Sponsored by the Democracy Fund, the CrowdLaw for Congress (congress.crowd.law) project explores how lawmaking bodies around the world are turning to CrowdLaw -- or the use of new technology -- to foster an efficient two-way conversation with the public that will improve the quality and the legitimacy of lawmaking.
With legislation largely developed by professional staff and elected officials working behind closed doors, it is no wonder that rates of trust in Congress are at historic lows. Lobbyists and advocacy groups vie for precious face time with Members, while constituents’ emails and letters pile up in Congressional offices. These pressures are fueling the demand from lawmakers and the public alike for innovative and efficient ways to meaningfully tap into the public’s expertise and know-how.
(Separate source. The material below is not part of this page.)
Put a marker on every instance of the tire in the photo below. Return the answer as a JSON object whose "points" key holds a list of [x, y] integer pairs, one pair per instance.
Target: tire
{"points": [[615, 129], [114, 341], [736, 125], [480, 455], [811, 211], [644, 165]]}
Building on its experience working with public partners to design, implement and research the use of new technologies for governing, the Governance Lab at New York University is launching a series of five videos detailing the many ways legislatures around the world are using CrowdLaw practices successfully to engage with the public at each stage of lawmaking.
The videos are accompanied by in-depth case studies examining CrowdLaw initiatives, online interviews with elected officials and parliamentary staff offering vivid detail of how and why their legislatures are turning to online engagement to improve lawmaking. The CrowdLaw Playbook offers a downloadable guide with practical how-to's for introducing 21st century lawmaking techniques here in the United States.